Pads oder Kapseln?

Auf den ersten Blick mag die Vielfalt von Anbietern und Systemen verwirren. Prinzipiell lassen sich jedoch zwei grundlegende Systeme unterscheiden.

Während Nestlé mit seiner Marke Nespresso auf in kleinen Aluminiumkapseln portionierten Kaffee setzt, lancieren Melitta oder eben Philips auf sogenannte Pad: Hierbei wird der Kaffee in flache Filterbeutelchen portioniert.

Die Qual der Wahl

Wie schon im Fall unterschiedlicher Videoformate in den 1980er Jahren, legt sich der Konsument mit der Wahl für ein System fest, ob er künftig Kapseln oder Pads verwenden kann. Eine Nespresso- Kaffeemaschine kann mit einem Senseo-Kaffeepad ebenso wenig anfangen, wie eine Senseo-Kaffeemaschine mit einer Nespresso-Kapsel.

Einfache Bedienung der Senseo-Kaffeemaschine

Die Befürchtung, sich durch ein ziegelsteindickes Handbuch ackern zu müssen, sobald man ein neues Gerät erwirbt, kann zerstreut werden. Im Prinzip funktioniert eine Senso-Kaffeemaschine wie ein herkömmlicher Kaffeeautomat. Man füllt zunächst die gewünschte Menge Wasser in einen (abnehmbaren) Wassertank. Dann schaltet man die Maschine ein, die nach ca. einer halben Minute einsatzbereit ist.

Das Kaffeepad wird in einen Padhalter eingelegt und der Deckel geschlossen.

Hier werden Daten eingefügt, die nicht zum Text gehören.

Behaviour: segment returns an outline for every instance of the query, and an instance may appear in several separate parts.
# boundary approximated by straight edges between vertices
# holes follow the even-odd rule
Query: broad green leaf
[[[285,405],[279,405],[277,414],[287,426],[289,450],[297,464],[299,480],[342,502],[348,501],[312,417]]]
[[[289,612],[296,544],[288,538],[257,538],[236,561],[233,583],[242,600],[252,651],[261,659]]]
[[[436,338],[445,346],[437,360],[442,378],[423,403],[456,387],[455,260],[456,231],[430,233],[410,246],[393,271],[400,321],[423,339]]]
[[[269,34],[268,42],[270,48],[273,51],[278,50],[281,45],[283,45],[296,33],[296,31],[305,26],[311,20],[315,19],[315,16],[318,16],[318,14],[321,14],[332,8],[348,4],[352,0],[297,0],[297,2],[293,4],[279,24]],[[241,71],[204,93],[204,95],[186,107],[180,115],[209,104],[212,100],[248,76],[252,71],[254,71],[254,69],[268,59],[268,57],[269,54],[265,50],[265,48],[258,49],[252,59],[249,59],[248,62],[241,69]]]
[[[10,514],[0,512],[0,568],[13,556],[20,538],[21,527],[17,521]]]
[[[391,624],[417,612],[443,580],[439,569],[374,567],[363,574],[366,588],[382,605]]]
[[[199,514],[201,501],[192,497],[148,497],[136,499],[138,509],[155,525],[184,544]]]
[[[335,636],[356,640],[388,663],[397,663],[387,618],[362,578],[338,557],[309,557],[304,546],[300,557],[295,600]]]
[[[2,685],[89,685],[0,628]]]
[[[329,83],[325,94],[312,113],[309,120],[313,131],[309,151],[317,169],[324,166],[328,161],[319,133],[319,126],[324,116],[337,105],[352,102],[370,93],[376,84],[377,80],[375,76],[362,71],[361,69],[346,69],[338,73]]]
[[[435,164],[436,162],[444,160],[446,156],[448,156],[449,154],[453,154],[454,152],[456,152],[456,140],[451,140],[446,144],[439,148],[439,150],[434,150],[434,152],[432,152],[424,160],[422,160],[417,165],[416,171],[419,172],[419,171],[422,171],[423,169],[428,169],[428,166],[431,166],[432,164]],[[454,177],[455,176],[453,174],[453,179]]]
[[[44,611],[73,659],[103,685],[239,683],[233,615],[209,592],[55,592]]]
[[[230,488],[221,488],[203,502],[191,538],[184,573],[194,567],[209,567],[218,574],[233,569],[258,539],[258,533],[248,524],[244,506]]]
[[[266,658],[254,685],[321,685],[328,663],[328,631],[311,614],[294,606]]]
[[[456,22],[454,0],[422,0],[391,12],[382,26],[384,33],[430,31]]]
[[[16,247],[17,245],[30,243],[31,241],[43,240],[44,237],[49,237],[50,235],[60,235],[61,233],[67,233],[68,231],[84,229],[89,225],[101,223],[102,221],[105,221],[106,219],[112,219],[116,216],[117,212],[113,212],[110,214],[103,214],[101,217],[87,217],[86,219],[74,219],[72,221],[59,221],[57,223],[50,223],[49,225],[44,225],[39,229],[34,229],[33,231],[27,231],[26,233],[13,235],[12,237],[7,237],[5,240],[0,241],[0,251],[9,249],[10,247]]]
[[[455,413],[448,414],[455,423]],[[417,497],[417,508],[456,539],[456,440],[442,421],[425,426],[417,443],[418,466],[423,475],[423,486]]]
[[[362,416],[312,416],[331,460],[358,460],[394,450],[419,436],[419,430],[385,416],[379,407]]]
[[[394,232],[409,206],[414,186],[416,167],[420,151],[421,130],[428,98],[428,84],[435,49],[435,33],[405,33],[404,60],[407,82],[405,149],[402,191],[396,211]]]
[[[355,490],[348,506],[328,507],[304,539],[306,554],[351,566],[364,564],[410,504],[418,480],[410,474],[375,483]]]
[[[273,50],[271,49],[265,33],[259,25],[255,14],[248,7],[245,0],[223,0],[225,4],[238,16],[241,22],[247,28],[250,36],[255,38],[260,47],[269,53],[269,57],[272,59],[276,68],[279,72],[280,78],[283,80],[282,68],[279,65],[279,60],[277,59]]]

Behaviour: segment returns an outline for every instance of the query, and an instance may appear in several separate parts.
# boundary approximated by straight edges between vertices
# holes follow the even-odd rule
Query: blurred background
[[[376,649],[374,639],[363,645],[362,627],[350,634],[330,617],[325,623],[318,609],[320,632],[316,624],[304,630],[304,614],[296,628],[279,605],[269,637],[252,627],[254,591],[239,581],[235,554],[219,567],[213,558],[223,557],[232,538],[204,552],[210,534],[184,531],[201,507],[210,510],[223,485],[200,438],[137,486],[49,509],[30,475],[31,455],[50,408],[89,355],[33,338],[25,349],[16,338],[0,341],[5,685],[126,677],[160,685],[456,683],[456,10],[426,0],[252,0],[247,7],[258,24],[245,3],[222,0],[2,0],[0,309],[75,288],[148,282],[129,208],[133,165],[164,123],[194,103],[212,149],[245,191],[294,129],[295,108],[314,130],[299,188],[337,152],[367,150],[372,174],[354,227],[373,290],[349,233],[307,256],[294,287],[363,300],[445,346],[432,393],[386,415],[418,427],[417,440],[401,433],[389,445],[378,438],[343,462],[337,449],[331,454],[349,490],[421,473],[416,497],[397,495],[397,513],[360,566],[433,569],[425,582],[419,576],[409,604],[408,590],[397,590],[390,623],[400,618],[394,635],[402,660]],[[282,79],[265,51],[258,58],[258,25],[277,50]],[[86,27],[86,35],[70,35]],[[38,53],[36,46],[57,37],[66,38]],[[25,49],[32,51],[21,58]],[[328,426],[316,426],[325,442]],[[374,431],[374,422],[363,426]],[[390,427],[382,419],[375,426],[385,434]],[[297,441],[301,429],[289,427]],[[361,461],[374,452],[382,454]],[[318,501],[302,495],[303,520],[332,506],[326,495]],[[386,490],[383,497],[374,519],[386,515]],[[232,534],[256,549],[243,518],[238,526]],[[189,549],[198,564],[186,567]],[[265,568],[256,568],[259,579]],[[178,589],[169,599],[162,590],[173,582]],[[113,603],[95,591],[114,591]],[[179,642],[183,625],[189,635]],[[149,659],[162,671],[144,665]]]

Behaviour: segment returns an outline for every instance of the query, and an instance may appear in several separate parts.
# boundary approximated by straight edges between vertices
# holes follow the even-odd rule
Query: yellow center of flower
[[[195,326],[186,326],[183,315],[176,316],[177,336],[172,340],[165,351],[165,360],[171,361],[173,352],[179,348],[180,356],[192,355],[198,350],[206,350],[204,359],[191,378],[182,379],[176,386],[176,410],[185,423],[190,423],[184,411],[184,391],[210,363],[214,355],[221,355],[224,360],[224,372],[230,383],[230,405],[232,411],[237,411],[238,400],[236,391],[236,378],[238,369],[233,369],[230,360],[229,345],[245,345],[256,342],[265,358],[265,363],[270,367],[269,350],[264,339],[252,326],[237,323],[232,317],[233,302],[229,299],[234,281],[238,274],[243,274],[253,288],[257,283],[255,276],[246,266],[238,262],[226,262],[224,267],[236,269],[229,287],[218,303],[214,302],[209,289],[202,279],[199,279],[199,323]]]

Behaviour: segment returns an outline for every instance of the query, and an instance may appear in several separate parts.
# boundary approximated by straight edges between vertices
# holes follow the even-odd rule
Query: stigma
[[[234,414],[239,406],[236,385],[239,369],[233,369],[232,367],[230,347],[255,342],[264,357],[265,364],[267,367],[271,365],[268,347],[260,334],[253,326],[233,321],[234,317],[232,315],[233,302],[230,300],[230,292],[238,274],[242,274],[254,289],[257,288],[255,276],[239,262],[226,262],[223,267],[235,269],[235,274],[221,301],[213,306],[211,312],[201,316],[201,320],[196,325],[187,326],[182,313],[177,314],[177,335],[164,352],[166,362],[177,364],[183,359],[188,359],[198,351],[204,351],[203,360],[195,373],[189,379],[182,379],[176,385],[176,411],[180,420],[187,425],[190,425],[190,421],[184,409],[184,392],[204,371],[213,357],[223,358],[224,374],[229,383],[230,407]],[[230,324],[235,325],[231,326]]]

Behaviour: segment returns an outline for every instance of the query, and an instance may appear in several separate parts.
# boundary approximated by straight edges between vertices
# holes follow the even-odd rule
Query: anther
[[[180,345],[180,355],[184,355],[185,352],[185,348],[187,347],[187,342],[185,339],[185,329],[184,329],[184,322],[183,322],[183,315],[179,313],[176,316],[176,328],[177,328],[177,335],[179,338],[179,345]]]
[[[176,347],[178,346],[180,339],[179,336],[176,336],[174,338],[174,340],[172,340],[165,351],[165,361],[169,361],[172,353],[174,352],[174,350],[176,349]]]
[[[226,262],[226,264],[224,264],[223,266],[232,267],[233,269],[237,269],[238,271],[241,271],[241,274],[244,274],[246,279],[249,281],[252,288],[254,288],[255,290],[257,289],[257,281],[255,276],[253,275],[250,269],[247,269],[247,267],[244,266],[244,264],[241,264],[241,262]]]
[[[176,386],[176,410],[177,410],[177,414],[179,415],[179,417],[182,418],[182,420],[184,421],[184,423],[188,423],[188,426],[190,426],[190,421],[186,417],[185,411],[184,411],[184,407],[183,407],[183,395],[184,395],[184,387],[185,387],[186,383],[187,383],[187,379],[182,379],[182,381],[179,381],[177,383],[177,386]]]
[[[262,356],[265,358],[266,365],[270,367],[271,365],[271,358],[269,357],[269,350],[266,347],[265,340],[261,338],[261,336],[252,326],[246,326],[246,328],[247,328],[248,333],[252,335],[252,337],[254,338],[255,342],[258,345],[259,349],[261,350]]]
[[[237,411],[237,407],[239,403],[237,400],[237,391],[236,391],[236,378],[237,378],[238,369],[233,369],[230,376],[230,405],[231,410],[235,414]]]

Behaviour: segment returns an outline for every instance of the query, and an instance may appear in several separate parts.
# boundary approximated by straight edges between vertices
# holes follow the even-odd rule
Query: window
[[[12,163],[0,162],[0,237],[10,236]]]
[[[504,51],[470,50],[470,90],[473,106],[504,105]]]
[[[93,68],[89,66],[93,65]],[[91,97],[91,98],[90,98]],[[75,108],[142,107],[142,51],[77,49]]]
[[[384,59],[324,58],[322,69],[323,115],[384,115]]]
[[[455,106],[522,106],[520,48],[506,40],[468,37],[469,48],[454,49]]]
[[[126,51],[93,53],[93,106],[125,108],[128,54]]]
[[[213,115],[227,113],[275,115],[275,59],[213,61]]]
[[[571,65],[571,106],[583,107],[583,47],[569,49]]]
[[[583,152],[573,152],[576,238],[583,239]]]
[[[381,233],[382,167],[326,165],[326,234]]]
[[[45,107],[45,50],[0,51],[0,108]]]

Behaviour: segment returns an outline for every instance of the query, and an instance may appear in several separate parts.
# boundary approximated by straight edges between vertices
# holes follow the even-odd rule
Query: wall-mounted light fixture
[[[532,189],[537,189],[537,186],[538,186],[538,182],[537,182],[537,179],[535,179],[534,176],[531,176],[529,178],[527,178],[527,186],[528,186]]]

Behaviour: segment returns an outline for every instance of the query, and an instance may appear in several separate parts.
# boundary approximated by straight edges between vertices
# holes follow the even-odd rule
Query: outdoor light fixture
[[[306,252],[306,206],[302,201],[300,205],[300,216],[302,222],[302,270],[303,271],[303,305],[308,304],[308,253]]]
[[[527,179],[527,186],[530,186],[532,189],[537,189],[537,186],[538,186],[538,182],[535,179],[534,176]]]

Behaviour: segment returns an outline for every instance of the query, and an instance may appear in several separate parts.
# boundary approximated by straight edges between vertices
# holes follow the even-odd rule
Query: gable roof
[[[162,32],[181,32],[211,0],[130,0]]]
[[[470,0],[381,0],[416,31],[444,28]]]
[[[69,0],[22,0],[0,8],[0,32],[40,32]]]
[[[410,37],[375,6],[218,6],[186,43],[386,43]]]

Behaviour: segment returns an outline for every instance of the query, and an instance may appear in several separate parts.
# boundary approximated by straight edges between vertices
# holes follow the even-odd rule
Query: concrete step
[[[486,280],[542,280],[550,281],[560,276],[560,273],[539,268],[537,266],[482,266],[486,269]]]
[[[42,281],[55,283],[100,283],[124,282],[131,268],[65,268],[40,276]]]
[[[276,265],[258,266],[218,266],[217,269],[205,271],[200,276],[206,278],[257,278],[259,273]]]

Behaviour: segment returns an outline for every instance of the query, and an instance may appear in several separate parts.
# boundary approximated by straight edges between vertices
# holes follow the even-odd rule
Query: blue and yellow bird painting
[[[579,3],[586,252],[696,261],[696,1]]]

Je nach gewünschter Menge kann man eine oder zwei Tassen zum Auffangen des Kaffees unter den Padhalter platzieren und muss nur noch den Knopf zur Zubereitung drücken.

Breite Auswahl, stets gleichbleibende Kaffee-Qualität

Geeignete Kaffeepads gibt es in allen Supermärkten, wobei die Produktpalette stetig zunimmt. Renommierte Hersteller wie Jacobs sind auf den fahrenden und lohnenden Zug aufgesprungen und bieten entsprechende Pads an.

Neben "normalen" Kaffeesorten gibt es inzwischen auch diverse Geschmacksrichtungen wie Vanille oder Schokolade, sowie spezielle Pads mit integriertem Milchpulver zur Herstellung eines Cappuccinos. Dennoch heißt es aufpassen, da manche Pads, etwa von Melitta, nicht zu den Senseo-Kaffeemaschinen kompatibel sind, was aber auf den jeweiligen Packungen vermerkt ist.

Einer der Vorteile vorportionierten Kaffees liegt auf der Hand: Jede Tasse schmeckt auf Grund der exakten Dosierung gleich.

Einfache Reinigung

Die meisten leicht verschmutzenden Teile lassen sich abnehmen und sind spülmaschinengeeignet. Somit ist die Reinigung ein Kinderspiel. Allerdings sollte man nicht darauf vergessen, die Maschine regelmäßig zu entkalken. Ein weiterer Pluspunkt ist die Abschaltautomatik, die nach einer Stunde das Gerät abschaltet.

Ideal für Singles

Die Senseo-Kaffeemaschinen eignen sich ideal für Single-Haushalte oder für Leute, die mal eben rasch zwischendurch eine Tasse genießen möchten.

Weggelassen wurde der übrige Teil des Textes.